Closer's preview reads: "The Doctor and Rose visit London in the year 2012 to check out the Olympics but, as ever, things don't quite go to plan. In a street where the Olympic flame is set to pass through, strange things are happening - a little girl possessed by an alien is kidnapping all the local kids. From there on, the episode turns into a teatime version of The Exorcist, minus the spinning head scene, the green vomit and the expletives. Then the Doctor senses a storm coming, which sets us up nicely for next week's instalment. We can't wait!"
Sneak has this week's episode as one of it's Must-See TV: "The Doc's plans to take Rose to the Olympics in 2012 are scuppered when they discover a girl with scary paranormal powers."
Star magazine gives this episode 4 (out of 5) stars: "It's 2012, the year of the Olympics, and the Tardis lands in London. The Doctor plans to show Rose the Games but, as always, something gets in the way. On a nearby housing estate a terrified mother is hiding her daughter's unearthly and evil powers."
The Sunday Times says, "Londoners planning to abandon their city for a few weeks during the summer of 2012 as the capital's infrastructure is strained to breaking point should enjoy this edition of the revamped sci-fi hit. Thanks to the Tardis, the Doctor plans to take Rose to the much lauded Olympic Games. Unfortunately, any ideas they have of catching a spot of pole vaulting are scuppered by a girl with mysterious powers living on a nearby housing estate (you mean they won't all have been demolished to make way for a velodrome or something?) and it is up to the Doctor to defuse the danger. It's not the most Ken Livingstone-friendly show. Even more rings."
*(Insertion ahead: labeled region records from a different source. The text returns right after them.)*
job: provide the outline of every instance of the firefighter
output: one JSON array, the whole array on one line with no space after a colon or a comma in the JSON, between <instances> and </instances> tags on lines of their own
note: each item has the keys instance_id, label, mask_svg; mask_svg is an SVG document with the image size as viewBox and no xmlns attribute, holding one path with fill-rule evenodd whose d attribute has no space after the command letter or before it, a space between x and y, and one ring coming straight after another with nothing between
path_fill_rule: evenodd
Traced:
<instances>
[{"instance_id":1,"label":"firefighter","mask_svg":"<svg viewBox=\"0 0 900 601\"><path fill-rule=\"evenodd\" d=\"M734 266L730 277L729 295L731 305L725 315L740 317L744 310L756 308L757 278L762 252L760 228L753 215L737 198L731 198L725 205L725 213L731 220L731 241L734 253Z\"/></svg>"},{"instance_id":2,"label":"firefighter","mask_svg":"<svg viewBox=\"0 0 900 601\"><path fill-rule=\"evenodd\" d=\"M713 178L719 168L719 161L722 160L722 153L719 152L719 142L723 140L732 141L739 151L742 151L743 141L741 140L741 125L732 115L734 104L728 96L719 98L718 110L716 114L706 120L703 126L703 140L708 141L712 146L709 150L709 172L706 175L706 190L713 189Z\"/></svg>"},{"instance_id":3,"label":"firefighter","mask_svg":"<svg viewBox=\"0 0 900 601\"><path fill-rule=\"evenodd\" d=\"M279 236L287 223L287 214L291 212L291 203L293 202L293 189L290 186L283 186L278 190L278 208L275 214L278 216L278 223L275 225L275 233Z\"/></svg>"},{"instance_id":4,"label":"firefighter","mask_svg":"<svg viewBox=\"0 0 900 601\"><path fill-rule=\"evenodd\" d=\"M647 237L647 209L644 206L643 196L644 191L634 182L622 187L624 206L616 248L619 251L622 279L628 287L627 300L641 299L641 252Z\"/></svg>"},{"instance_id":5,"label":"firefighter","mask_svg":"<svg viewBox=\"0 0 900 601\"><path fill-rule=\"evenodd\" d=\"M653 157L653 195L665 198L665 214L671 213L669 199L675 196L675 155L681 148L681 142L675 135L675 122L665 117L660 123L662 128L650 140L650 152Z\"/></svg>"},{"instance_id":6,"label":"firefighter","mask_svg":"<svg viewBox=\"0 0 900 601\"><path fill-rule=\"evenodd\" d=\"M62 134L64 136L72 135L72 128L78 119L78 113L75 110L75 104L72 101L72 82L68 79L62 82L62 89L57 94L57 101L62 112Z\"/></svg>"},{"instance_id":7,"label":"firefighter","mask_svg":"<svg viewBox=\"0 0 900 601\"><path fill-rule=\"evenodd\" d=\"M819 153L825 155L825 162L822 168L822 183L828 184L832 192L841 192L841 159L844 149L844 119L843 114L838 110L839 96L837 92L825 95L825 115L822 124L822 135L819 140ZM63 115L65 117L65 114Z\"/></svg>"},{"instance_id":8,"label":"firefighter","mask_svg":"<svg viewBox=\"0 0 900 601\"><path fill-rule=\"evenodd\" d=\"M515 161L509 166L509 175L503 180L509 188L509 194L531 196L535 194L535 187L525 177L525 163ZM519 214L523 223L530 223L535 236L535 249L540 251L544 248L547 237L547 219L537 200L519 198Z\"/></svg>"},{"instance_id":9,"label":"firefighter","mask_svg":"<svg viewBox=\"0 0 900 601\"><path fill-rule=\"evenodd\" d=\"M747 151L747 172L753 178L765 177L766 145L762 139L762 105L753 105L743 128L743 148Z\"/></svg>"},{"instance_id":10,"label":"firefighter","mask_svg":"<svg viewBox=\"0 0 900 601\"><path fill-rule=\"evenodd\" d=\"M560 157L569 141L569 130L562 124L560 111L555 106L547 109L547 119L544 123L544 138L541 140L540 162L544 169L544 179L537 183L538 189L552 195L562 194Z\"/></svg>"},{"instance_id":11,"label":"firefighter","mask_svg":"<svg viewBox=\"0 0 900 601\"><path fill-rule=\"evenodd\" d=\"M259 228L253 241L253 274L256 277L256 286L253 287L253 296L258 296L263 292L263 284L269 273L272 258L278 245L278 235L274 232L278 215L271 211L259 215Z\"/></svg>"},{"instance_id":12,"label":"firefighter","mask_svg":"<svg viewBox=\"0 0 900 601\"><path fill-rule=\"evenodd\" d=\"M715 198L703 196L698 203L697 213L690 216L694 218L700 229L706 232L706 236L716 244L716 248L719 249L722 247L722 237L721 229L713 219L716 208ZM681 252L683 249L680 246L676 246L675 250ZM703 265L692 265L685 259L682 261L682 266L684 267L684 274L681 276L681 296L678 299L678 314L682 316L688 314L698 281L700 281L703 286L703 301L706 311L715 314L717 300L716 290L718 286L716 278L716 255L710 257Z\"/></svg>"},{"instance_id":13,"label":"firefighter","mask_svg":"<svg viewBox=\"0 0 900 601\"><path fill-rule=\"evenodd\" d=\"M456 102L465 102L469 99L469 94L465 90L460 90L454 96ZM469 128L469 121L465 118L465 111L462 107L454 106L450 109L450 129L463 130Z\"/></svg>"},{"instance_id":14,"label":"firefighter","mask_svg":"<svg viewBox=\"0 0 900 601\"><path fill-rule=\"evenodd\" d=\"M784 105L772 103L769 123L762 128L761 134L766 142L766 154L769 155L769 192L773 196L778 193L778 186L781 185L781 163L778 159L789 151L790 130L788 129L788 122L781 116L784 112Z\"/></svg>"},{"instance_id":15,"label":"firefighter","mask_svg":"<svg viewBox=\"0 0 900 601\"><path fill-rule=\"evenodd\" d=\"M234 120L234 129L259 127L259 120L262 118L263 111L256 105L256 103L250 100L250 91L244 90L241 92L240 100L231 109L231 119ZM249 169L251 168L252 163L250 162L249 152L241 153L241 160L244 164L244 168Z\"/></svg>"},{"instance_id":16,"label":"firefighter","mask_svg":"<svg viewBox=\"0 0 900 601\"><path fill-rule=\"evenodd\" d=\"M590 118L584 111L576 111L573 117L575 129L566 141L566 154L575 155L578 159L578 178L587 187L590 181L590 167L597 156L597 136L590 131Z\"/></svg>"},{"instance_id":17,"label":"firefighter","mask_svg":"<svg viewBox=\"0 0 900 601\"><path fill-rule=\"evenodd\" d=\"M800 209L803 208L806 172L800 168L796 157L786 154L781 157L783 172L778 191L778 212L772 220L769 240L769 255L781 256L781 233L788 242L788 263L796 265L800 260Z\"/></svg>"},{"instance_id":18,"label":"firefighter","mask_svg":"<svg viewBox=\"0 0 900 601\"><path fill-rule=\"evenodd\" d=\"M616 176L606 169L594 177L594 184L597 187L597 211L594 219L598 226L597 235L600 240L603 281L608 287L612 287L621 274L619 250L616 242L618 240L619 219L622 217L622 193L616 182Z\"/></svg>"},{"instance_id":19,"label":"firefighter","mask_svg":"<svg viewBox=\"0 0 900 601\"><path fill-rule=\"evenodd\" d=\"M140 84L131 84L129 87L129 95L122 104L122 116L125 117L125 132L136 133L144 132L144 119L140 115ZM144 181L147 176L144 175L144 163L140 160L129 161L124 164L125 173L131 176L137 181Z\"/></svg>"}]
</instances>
Army of Ghosts Pre-publicity
Outpost Gallifrey has learned that the television trailer campaign will be stepped up again for this episode. A 50-second trailer is currently expected to debut on Saturday evening, although continuing live World Cup coverage means that this remains uncertain. Plans for TV promotion apparently include a 20-second version of the same trailer, with the two versions running throughout the week.
A third Radio Times cover for the series in 2006 may also be a possibility - the current issue's "Next week in RT" blurb leads with "What does the future hold for Billie Piper?" and is illustrated with a small photograph of her, which tends to be a good indication of what will be on the upcoming cover. The issue will be on sale from Tuesday 27 June. And the next issue of Doctor Who Adventures, on sale from Wednesday 28, will preview the last two episodes of the series, as well as featuring a free gift of "a squirty sonic screwdriver".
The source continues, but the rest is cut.